Et puis, vient le moment où l’on constate, pour la nième fois, qu’il n’y a pas de réseau dans la 101.

Et puis, vient le moment où l’on s’aperçoit que la chasse d’eau ne se remplira jamais et que l’eau coule en continu derrière le mur. Alors on descend à l’accueil et quelqu’un monte réparer mais cela se reproduit à chaque fois que l’on tire la chasse d’eau. Alors on cesse de tirer la chasse d’eau et l’on se dit que, finalement, il n’est peut-être pas nécessaire de tirer la chasse d’eau si fréquemment.

Et puis, vient le moment où l’on se cogne à la chaise et au lit en essayant de faire des exercices d’assouplissement.

Et puis, vient le moment où quelqu’un tape à votre porte à 6h du matin parce qu’il s’est trompé.

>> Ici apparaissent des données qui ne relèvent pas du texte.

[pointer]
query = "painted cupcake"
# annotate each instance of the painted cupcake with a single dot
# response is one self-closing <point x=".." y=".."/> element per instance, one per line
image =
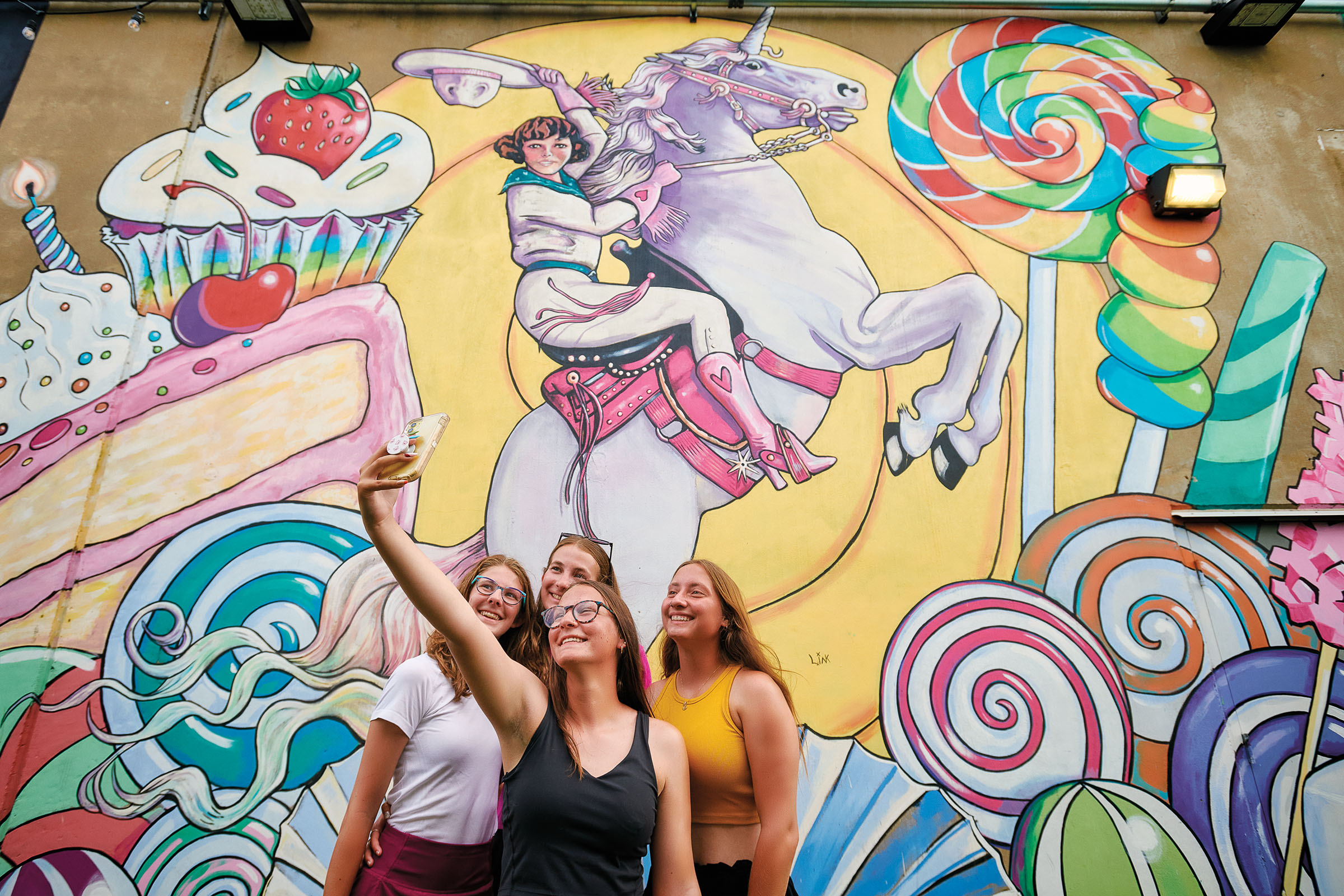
<point x="327" y="182"/>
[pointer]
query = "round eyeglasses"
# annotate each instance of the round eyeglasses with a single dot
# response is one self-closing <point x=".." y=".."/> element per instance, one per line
<point x="489" y="586"/>
<point x="584" y="612"/>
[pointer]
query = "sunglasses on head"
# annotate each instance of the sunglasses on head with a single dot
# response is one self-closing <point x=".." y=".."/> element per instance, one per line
<point x="606" y="546"/>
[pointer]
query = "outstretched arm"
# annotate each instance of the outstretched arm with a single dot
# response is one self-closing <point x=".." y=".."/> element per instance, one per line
<point x="580" y="113"/>
<point x="510" y="696"/>
<point x="382" y="750"/>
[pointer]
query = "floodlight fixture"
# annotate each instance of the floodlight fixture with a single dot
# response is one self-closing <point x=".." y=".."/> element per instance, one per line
<point x="270" y="21"/>
<point x="1187" y="190"/>
<point x="1247" y="23"/>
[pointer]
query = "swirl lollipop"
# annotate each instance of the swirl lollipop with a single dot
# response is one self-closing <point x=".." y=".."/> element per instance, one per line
<point x="1038" y="133"/>
<point x="1168" y="602"/>
<point x="975" y="678"/>
<point x="1238" y="747"/>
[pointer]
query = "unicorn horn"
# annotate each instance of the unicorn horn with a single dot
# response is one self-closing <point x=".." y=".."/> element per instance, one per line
<point x="756" y="38"/>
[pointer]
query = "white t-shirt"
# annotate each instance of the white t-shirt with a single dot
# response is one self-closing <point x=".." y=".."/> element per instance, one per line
<point x="448" y="780"/>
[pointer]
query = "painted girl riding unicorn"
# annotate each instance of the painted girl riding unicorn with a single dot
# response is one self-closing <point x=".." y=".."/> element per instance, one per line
<point x="557" y="237"/>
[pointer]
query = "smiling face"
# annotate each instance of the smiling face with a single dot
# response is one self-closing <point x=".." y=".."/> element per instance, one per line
<point x="548" y="156"/>
<point x="693" y="610"/>
<point x="499" y="617"/>
<point x="569" y="564"/>
<point x="577" y="642"/>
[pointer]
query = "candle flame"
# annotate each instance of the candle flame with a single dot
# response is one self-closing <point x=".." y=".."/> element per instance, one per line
<point x="30" y="175"/>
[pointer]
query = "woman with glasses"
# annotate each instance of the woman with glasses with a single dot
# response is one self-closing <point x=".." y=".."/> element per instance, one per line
<point x="590" y="783"/>
<point x="726" y="695"/>
<point x="429" y="738"/>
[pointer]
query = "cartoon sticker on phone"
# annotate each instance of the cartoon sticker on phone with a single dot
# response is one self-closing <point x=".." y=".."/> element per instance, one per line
<point x="420" y="438"/>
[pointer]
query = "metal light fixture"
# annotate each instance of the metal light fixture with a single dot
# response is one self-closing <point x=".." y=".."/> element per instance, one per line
<point x="1186" y="191"/>
<point x="270" y="21"/>
<point x="1247" y="23"/>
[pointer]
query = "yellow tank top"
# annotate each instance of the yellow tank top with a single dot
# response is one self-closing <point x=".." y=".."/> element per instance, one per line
<point x="721" y="777"/>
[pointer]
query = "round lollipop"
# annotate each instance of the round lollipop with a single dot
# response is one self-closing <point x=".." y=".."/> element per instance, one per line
<point x="1038" y="133"/>
<point x="976" y="676"/>
<point x="1076" y="833"/>
<point x="1170" y="602"/>
<point x="1235" y="758"/>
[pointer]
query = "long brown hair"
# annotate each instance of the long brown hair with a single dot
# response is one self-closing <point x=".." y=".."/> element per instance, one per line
<point x="516" y="641"/>
<point x="629" y="675"/>
<point x="738" y="642"/>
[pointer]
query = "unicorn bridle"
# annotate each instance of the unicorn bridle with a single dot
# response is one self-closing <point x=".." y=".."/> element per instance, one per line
<point x="795" y="108"/>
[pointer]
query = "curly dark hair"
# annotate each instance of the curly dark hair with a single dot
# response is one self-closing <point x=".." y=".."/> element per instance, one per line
<point x="511" y="146"/>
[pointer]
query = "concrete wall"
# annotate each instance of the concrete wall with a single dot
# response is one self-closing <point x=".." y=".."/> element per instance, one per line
<point x="1014" y="612"/>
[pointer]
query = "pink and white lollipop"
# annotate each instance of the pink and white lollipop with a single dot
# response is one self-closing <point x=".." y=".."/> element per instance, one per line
<point x="976" y="676"/>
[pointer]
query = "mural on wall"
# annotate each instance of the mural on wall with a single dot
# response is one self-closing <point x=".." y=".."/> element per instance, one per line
<point x="1015" y="668"/>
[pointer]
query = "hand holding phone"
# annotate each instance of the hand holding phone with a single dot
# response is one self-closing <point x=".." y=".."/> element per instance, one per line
<point x="420" y="437"/>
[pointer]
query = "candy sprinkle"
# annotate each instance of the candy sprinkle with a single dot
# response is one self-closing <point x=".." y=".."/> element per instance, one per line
<point x="367" y="176"/>
<point x="156" y="169"/>
<point x="382" y="146"/>
<point x="221" y="166"/>
<point x="273" y="195"/>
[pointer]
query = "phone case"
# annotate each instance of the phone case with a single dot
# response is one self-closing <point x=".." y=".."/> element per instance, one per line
<point x="424" y="435"/>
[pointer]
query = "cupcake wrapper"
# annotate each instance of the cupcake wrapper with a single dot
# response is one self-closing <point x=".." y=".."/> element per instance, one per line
<point x="333" y="253"/>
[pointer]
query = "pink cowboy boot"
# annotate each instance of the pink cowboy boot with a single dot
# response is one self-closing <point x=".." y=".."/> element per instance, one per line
<point x="777" y="448"/>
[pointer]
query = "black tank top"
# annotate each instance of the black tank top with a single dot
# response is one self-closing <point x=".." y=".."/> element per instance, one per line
<point x="566" y="834"/>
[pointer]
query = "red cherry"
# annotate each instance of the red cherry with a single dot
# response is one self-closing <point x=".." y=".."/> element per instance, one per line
<point x="249" y="304"/>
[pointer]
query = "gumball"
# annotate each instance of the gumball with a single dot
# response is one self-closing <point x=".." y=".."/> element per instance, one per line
<point x="1080" y="833"/>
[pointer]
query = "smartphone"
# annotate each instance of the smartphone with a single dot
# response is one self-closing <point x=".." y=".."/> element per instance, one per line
<point x="422" y="436"/>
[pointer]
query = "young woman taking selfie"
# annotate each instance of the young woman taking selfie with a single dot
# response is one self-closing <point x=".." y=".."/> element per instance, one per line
<point x="725" y="693"/>
<point x="429" y="736"/>
<point x="592" y="782"/>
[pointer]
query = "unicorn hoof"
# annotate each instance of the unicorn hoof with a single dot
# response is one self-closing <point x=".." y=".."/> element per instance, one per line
<point x="898" y="459"/>
<point x="946" y="464"/>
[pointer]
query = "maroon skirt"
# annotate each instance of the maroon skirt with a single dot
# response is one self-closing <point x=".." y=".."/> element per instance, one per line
<point x="412" y="866"/>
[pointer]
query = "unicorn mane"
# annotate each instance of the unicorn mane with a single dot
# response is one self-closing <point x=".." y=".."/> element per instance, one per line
<point x="639" y="122"/>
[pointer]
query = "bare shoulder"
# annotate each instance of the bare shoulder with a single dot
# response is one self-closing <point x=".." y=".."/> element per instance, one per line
<point x="754" y="688"/>
<point x="666" y="742"/>
<point x="656" y="688"/>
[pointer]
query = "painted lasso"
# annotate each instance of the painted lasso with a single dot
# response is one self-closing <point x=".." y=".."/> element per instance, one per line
<point x="973" y="679"/>
<point x="1235" y="758"/>
<point x="1168" y="601"/>
<point x="1038" y="133"/>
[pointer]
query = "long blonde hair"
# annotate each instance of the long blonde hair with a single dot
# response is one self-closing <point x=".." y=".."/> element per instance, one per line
<point x="738" y="641"/>
<point x="629" y="673"/>
<point x="516" y="644"/>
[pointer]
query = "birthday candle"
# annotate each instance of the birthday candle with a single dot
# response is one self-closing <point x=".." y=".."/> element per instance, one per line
<point x="53" y="248"/>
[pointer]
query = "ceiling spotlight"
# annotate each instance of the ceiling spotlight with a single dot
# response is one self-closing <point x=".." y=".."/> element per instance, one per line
<point x="270" y="21"/>
<point x="1186" y="191"/>
<point x="1247" y="23"/>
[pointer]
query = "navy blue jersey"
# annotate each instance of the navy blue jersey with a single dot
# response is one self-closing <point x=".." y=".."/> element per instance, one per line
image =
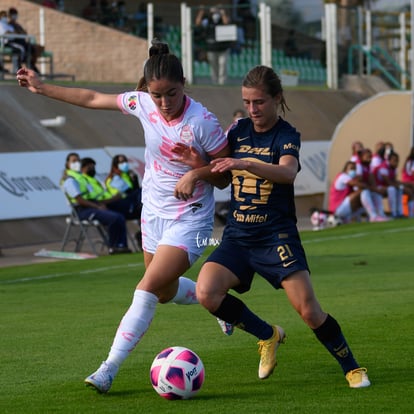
<point x="261" y="211"/>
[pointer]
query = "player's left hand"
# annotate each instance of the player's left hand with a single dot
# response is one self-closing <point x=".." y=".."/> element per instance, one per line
<point x="185" y="186"/>
<point x="226" y="164"/>
<point x="187" y="155"/>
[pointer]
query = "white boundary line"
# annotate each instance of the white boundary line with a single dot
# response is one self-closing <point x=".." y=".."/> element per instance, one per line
<point x="57" y="275"/>
<point x="100" y="269"/>
<point x="356" y="235"/>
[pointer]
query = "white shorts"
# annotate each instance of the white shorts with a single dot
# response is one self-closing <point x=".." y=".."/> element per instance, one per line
<point x="344" y="210"/>
<point x="192" y="236"/>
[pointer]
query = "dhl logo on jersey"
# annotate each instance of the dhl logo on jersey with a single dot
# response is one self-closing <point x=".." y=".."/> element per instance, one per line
<point x="291" y="146"/>
<point x="247" y="149"/>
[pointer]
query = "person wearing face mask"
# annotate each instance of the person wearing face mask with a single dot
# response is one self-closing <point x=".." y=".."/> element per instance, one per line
<point x="84" y="197"/>
<point x="216" y="51"/>
<point x="178" y="202"/>
<point x="349" y="197"/>
<point x="121" y="180"/>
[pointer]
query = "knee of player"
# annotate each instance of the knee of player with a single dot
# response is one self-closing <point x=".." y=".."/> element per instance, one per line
<point x="207" y="298"/>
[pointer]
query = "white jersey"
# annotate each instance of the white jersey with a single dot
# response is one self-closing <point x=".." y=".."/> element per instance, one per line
<point x="196" y="127"/>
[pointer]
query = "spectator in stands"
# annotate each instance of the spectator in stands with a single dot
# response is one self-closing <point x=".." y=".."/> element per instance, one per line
<point x="123" y="203"/>
<point x="51" y="4"/>
<point x="356" y="147"/>
<point x="122" y="180"/>
<point x="84" y="200"/>
<point x="348" y="195"/>
<point x="33" y="50"/>
<point x="386" y="178"/>
<point x="408" y="169"/>
<point x="217" y="51"/>
<point x="238" y="114"/>
<point x="378" y="155"/>
<point x="365" y="175"/>
<point x="407" y="178"/>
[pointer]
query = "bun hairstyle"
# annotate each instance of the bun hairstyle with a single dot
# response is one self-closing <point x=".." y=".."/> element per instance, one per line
<point x="267" y="79"/>
<point x="161" y="65"/>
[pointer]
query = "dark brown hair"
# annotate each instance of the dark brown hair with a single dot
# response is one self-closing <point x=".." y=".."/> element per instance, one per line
<point x="161" y="65"/>
<point x="265" y="78"/>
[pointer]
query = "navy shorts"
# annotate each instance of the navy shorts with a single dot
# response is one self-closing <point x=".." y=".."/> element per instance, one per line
<point x="274" y="263"/>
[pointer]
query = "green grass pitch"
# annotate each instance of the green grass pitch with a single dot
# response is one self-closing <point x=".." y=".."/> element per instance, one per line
<point x="57" y="321"/>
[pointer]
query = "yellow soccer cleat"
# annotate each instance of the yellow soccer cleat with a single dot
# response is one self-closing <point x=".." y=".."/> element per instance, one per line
<point x="358" y="378"/>
<point x="267" y="351"/>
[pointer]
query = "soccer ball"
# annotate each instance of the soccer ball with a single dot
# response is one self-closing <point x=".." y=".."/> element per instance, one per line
<point x="334" y="221"/>
<point x="177" y="373"/>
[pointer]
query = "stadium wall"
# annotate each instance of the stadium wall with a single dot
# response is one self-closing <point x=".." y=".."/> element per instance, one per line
<point x="385" y="117"/>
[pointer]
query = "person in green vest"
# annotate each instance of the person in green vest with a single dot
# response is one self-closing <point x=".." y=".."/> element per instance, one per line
<point x="123" y="180"/>
<point x="83" y="198"/>
<point x="122" y="202"/>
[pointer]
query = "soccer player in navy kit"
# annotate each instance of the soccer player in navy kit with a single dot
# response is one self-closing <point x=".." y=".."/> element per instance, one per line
<point x="261" y="233"/>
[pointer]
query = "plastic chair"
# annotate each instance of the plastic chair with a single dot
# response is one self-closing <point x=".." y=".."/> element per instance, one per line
<point x="83" y="228"/>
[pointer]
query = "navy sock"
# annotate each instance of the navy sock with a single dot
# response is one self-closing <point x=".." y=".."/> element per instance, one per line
<point x="234" y="311"/>
<point x="331" y="337"/>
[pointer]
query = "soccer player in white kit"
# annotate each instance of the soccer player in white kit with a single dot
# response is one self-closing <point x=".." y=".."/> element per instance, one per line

Et puis, vient le moment où le réveil sonne et où l’on se demande pourquoi l’on a si mal dormi et que l’on se souvient aussi que la veille il avait fallu se lever à 5h du matin pour venir s’asseoir dans cette classe vide après 1h40 de train. Mais l’on se dit immédiatement que l’on n’est pas le seul à s’être levé à 5h et que l’on n’est pas en droit de se plaindre.

Et puis, vient le moment où la météo annonce de la pluie.

Et puis, vient le moment où l’on se souvient pourquoi on ne peut plus supporter le petit-déjeuner à l’auberge de jeunesse. Mais on le mange quand-même parce que l’on a faim.

Et puis, vient le moment où l’on regrette de n’avoir pas emporté son bonnet.

Et puis, vient le moment où l’on regrette d’avoir pris une valise, plutôt qu’un simple sac-à-dos, ce qui nous aurait permis d’emprunter un vélo. Mais l’on se souvient que l’on avait choisi la valise pour éviter les douleurs consécutives au transport prolongé de lourdes charges sur le dos.